И это возвращает меня к еще одной причине, по которой я приходил в этот мир. Я приходил сюда для тебя, мама. Для того, чтобы научить тебя любить.
Большинство людей любят с осторожностью, только при условии, что что-то случается или не случается, только с оговорками. Если человек, которого мы любим, делает нам больно, предает нас, бросает нас, разочаровывает нас, если этого человека становится трудно любить, мы часто перестаем его любить. Мы защищаем наши нежные сердца. Мы закрываемся, отступаем, отгораживаемся, прерываем контакт и уходим. Мы можем даже начать ненавидеть.
Большинство людей любят с условиями. От большинства людей никогда не требуют любить всем сердцем, без оглядки. Они любят только отчасти. И как-то этим обходятся.
Аутизм был моим даром тебе. Мой аутизм не давал мне обнять и поцеловать тебя, он не давал мне посмотреть в твои глаза, он не давал мне произнести вслух те слова, которые тебе так отчаянно хотелось услышать ушами. Но ты все равно любила меня.

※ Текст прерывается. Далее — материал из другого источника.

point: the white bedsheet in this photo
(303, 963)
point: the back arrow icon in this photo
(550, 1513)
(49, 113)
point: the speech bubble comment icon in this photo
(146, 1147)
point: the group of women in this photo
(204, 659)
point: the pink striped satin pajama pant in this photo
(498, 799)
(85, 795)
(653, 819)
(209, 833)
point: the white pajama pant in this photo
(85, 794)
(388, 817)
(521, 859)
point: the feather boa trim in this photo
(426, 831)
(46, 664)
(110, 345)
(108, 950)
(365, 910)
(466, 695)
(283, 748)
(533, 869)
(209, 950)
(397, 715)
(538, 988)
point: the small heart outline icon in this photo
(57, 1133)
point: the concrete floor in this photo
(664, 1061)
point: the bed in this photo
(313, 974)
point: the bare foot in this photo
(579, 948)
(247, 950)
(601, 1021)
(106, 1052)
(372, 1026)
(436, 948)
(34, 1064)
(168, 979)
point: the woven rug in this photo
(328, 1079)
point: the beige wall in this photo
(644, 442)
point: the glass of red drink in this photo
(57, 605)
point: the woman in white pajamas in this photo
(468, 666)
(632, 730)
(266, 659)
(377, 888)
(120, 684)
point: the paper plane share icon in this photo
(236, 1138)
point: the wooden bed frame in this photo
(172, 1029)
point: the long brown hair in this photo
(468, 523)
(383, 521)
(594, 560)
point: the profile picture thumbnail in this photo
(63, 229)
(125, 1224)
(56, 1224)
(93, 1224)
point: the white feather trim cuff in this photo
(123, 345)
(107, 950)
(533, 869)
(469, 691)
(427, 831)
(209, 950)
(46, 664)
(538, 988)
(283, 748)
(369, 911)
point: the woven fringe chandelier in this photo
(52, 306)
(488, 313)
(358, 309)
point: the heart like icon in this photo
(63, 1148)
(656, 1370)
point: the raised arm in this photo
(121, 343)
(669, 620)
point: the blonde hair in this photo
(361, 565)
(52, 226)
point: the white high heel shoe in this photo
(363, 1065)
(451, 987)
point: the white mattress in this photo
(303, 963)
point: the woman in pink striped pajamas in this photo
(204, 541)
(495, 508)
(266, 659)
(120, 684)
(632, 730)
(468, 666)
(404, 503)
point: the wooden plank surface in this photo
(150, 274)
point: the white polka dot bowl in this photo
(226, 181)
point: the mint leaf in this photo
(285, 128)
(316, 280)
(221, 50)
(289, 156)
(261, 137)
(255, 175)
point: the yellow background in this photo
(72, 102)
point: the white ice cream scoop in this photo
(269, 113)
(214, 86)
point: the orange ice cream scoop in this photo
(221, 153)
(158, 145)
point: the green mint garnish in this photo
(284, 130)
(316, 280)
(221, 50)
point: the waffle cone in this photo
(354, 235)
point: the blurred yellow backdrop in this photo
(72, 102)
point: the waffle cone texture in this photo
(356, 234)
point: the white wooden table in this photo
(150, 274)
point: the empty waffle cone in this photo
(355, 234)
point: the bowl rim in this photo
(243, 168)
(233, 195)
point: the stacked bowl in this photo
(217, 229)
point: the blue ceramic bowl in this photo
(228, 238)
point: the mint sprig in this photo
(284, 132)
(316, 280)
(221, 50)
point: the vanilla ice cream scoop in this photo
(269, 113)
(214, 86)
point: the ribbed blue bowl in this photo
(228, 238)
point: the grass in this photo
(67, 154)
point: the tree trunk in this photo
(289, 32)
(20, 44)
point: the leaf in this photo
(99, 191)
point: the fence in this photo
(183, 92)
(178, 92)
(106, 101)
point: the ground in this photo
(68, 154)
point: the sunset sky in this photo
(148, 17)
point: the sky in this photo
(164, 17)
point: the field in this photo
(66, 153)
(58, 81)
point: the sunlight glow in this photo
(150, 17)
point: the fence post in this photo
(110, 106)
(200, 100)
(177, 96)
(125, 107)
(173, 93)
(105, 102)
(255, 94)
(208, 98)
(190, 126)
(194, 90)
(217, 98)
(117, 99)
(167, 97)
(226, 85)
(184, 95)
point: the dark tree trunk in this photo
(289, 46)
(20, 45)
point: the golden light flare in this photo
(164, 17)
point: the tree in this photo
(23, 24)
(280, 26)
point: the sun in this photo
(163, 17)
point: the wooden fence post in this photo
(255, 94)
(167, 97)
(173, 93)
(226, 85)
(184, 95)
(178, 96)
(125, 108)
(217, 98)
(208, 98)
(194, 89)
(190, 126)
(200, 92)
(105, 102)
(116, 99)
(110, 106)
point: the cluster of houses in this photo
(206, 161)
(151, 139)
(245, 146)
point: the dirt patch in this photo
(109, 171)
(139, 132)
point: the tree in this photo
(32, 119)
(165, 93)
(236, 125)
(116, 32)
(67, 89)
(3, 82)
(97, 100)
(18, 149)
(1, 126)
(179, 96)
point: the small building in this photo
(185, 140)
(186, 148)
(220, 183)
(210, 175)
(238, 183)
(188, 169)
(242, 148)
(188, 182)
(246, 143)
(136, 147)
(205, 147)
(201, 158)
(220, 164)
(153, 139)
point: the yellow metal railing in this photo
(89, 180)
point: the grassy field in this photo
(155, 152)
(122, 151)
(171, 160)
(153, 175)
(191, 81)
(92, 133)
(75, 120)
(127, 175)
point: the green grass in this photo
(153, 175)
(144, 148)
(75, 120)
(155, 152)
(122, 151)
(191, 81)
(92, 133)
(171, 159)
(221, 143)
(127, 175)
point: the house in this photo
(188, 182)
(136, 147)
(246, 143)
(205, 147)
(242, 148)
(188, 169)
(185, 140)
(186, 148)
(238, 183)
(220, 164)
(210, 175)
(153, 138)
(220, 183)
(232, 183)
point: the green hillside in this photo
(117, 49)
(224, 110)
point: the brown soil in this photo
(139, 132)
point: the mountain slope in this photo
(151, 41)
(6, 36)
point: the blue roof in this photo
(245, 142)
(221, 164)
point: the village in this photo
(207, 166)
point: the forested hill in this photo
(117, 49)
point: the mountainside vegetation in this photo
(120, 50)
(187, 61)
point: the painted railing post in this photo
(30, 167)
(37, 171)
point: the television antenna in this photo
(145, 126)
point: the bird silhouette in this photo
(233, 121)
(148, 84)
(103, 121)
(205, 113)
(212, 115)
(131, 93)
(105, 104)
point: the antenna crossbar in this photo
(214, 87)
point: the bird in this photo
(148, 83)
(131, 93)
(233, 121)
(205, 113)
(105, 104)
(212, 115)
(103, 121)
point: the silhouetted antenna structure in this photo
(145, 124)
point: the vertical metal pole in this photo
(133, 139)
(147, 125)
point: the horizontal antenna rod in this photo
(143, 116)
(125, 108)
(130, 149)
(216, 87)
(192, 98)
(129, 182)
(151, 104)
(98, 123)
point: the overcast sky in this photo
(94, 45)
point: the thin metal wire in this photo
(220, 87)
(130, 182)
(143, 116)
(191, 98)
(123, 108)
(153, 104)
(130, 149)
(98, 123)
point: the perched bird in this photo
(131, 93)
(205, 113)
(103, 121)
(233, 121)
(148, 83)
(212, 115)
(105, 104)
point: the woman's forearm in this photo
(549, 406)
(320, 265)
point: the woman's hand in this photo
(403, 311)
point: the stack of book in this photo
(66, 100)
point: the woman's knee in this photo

Ты думаешь: «Ну конечно любила. Любой на моем месте любил бы». Но это не так. Для того чтобы любить и принимать меня всем сердцем, любить меня всего целиком, тебе пришлось вырасти. Несмотря на всю свою боль и отчаяние, несмотря на все свои страхи, горе и разочарования, несмотря на все то, чего я никак не мог дать тебе в ответ, ты любила меня.
Ты любила меня безусловно.
Ты не испытывала такой любви ни к папе, ни к своим родителям, ни к своей сестре, ни к кому до меня. Но теперь ты знаешь, что такое безусловная любовь. Я знаю, что моя смерть причинила тебе боль и что тебе понадобилось долго быть в одиночестве, чтобы исцелиться. Теперь ты готова. Ты все равно будешь скучать по мне. И я тоже по тебе скучаю. Но ты готова.
Возьми с собой то, чему научилась, и снова кого-нибудь полюби. Найди того, кого ты полюбишь, и люби его без условий.
Мы все приходим в наш мир ради этого.
С любовью,
От автора
На момент написания этой книги глубинные нейроанатомические, нейрохимические и нейрофизиологические причины аутизма остаются неустановленными. Хотя я с нетерпением жду того дня, который, надеюсь, наступит в ближайшем будущем, когда ученые определят эти причины, освещение нейробиологических аспектов аутизма не входило в цели написания этого романа и было сознательно оставлено за его рамками.
Приблизительно треть всех детей с аутизмом также страдают эпилепсией. У большинства этих детей судороги успешно сдерживаются медикаментозными средствами. Однако в случае с невербальными детьми подбор эффективного препарата и правильной дозировки является особенно сложной задачей.